Knirschen im Standardmodell

Pohl ist sich nicht sicher, ob er so weit gehen würde. Die abweichenden Messwerte könnten verschiedenste Gründe haben. "Vielleicht spielt irgendein systematischer Effekt, den wir oder die anderen nicht beachtet haben, eine Rolle", meint er. Vieles sei zu berücksichtigen bei solchen Experimenten. Nebeneffekte müssten herausgerechnet werden. Pohl redet von "Dreck-Effekten", die unerwünschte Schlieren hinterlassen haben könnten. "Das wäre die langweiligste Lösung." Eine andere Variante wäre, dass sich in den Theorien, die den Messungen zugrunde liegen, ein Fehler verbirgt.

Erst als Drittes nennt Pohl die aufregendste Möglichkeit. "Vielleicht stimmt tatsächlich etwas mit unserem Standardmodell der Elementarteilchen nicht. Vielleicht sagt uns die Diskrepanz: Da braucht es ein neues Teilchen. Damit könnte man dann vielleicht auch andere Dinge erklären, die nach unserer aktuellen Forschung im Standardmodell knirschen." Klar ist in jedem Fall: "Die Diskrepanz hat unser Thema spannend gemacht. Sie ist auch nach sieben Jahren noch nicht aufgelöst."

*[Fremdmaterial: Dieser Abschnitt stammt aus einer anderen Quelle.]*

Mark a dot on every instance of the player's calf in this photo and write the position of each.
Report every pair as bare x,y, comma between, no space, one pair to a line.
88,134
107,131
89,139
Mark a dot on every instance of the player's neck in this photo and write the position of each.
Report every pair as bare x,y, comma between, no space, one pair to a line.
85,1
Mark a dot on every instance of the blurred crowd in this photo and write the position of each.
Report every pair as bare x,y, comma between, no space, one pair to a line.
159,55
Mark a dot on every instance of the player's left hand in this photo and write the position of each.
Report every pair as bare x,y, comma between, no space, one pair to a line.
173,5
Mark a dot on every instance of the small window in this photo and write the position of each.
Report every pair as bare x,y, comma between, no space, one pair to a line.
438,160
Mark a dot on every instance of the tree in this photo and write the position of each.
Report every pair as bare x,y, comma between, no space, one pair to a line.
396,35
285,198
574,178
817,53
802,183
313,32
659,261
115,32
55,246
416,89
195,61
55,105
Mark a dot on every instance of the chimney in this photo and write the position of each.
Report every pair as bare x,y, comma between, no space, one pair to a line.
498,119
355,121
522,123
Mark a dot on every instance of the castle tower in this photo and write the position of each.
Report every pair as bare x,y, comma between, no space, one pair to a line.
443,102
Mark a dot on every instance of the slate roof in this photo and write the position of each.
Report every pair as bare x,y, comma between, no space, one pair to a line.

Pohl ist zum Exzellenzcluster PRISMA an die JGU gekommen, um die Forschung auf seinem Gebiet weiter voranzutreiben. "Wenn wir nicht mit Myonen messen, macht es keiner", sagt er. Der Atomkern des Wasserstoffs ist noch einfach gestrickt. Er besteht lediglich aus einem Proton und war damit als Ausgangspunkt gut geeignet. Danach nahmen sich Pohl und seine Arbeitsgruppe Deuterium vor. Dessen Kern besteht aus einem Neutron und einem Proton. "Auch da haben wir die Abweichung gefunden und es liegt wieder eindeutig am Proton." Weiter ging es mit Helium-3 und Helium-4.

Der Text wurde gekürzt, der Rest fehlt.